100 Days

 

 

 

 

 

 

 

 

 

 

 

One hundred days separate the American voter from the day of decision in the 2012 Presidential election.   The weight associated with decisions of such magnitude only slowly begin to pervade the consciousness at the century day mark.  Americans are tied to their Presidents – even unpopular Presidents seem to hold on to a veneer of poll support as the election approaches, weighed against their lesser known opponents.  The idea of “starting over” is not a comfortable concept with most voters; the tested seems preferable to the untested.  The discomfort comes from the simple premise of having to admit an electoral mistake the first time – the pesky recognition that the selection proved to be not quite up to the task of running the the most powerful and complex country on earth.  Such determinations are not flippant decisions but rather gut checks that become rational to the voter in the last days before the election.

The hundreds of millions of dollars to be spent by the current candidates in a blizzard of campaign advertising in the next one hundred days will be focused on convincing us of the capacity of each candidate for the job, to the denigration of the other.  The more personally negative the campaign typically the weaker foundation of performance of the candidate and the greater concern of the candidate to their own progressive image they  have developed in the eyes of the public.    This year appears to be entering into just such a phase, and the owner of the negativism appears to be – the President.  Struggling to project his “successes” on  a wary public digesting a burgeoning public debt, extended recession, and flagging international respect, the President’s talk has turned to the dismantling of his opponent.  The President’s caricature of Romney is a man who is too rich to relate to the plight of “folks”,  whose Mormonism is “too weird” to reflect the values of the everyman, and who’s determination to reduce the nation’s burgeoning dependence on governmental largess is stealthily racist.

A similar script defined the election of 1980 between President Jimmy Carter and his challenger Ronald Reagan.  Carter’s record of performance in office battered by the twin economic peaking headwinds of 15% inflation and 20% interest rates and shackled to immobility by the Iranian hostage crisis, Carter re-directed the focus onto Reagan’s capabilities.  Despite a record of innovative and stable governance of the nation’s most productive state, California, Reagan was labeled a dunce, a failed  B-movie actor, an extremist, a demagogue, and most tellingly, a warmonger.  The polls at the time suggested Carter and his accomplices in the media had marked their target well – a January 1980 Harris poll had Carter leading Reagan a stunning 65-31% and across all voting groups, and Carter continued with a double digit lead into September of that year.  Under considerably worse economic trends it appeared the 1980 voting public was comfortable with staying with the known factor Carter against the potentially “unstable” Reagan, regardless of their sense of Carter’s grasp of the nation’s needed course corrections.

The result was stunning reversal of the predicted polling trends.  Reagan squashed Carter winning the Electoral College by 489-49  and the popular vote by 10%, with the greatest damage to Carter appearing to come from his own voter base, so called Reagan Democrats who abandoned Carter in the last few weeks of the campaign and latched their hopes on the more positive views of America’s future elicited by Reagan.  The foundations of the landslide turned not on the popularity or likability of the two individuals nor their personal proclivities but on the premise Reagan framed so brilliantly in the final debate with Carter:

“Are you better off now than you were four years ago?
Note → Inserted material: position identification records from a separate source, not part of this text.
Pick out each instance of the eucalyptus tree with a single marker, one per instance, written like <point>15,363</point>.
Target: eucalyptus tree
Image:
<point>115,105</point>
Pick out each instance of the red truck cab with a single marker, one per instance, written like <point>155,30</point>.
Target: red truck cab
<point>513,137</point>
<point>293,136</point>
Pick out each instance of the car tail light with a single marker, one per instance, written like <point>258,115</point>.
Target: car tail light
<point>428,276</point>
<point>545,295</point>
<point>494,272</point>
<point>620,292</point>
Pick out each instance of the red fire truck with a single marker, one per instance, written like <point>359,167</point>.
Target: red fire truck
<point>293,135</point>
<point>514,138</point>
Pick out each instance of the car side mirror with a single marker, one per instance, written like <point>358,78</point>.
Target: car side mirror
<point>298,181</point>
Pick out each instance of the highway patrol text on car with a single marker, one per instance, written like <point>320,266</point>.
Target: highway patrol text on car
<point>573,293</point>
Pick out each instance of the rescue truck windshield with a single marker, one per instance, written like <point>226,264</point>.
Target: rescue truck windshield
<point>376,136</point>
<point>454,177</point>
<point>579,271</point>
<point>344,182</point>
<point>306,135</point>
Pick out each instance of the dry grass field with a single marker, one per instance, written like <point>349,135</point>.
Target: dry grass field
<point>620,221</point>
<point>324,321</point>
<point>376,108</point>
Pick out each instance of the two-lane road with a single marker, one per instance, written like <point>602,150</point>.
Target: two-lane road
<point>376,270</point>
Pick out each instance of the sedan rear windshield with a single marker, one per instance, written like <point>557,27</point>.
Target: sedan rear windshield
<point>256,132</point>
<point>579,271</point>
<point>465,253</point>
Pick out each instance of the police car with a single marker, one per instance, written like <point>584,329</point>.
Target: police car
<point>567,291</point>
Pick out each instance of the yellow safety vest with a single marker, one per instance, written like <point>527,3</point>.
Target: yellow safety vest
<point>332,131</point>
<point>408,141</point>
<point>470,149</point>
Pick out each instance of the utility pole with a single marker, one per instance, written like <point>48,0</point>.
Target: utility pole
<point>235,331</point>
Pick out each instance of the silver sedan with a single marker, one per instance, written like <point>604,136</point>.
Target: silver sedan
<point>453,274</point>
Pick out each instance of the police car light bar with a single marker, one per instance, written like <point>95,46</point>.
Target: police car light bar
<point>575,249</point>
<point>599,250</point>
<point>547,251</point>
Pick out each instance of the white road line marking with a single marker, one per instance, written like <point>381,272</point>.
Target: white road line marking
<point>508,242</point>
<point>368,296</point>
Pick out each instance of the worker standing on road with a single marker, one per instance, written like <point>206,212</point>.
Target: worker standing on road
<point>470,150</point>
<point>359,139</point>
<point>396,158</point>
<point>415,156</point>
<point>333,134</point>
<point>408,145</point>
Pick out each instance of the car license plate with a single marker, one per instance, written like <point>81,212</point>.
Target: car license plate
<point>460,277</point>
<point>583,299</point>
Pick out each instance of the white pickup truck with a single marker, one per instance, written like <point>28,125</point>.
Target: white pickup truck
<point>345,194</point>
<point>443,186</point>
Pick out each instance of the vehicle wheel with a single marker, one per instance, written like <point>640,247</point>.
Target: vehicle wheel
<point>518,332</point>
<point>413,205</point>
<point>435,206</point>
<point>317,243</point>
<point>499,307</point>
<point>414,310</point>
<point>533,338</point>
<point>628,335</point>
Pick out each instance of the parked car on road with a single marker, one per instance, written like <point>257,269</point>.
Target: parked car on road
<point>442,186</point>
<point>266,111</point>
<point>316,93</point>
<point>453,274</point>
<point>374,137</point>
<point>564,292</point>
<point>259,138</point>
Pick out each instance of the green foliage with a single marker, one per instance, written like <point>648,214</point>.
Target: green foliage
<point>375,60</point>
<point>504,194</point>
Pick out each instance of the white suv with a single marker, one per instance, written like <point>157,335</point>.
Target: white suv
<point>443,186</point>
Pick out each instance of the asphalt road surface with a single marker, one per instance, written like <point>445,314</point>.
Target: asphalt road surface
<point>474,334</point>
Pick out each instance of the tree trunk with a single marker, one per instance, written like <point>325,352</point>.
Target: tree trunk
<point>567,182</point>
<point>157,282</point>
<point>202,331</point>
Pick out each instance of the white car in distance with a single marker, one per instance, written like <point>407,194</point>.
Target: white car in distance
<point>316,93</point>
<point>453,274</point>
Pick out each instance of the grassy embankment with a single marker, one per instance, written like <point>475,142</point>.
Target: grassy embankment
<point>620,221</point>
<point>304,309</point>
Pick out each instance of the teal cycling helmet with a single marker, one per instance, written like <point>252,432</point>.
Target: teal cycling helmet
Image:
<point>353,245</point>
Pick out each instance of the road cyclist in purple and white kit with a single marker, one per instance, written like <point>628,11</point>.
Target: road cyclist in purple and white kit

Is it easier for you to go and buy things in the stores than it was four years ago? Is there more or less unemployment in the country than there was four years ago? Is America as respected throughout the world as it was? Do you feel that our security is as safe, that we’re as strong as we were four years ago? And if you answer all of those questions ‘yes’, why then, I think your choice is very obvious as to whom you will vote for. If you don’t agree, if you don’t think that this course that we’ve been on for the last four years is what you would like to see us follow for the next four, then I could suggest another choice that you have.”

The devastating conclusion of the voter was that things could not keeping going the direction they were going, and that they could not continue to be led by the current office holder in the direction he was leading.  An election of personalities in the final two weeks became an election based on competence, and the voting public had seen enough of the competence of one to decide to take a chance on the competence of the other.

The elements of the current sense of unease are in my mind similar to the buffeting winds of 1980.  The polls suggest a tight election and the electoral college maps still forecast an Obama victory.  I believe however the next hundred days, baring some unforeseen calamity, will progressively focus the voter on the logic of the echoes of Reagan’s framing of the above question.  Are you better off? Will your children be better off? Will the world be better off?

I believe the question as to four more years of expanded governmental influence on economic decision making, debt proliferation, loss of individual determination, and the permanence of government as central decision maker in our lives will be answered conclusively.  Romney 51.5%, Obama 48.5% ,  Romney 307, Obama 231.  The driving force of this year’s election?  A voting group heretofore not known – the Romney Democrat.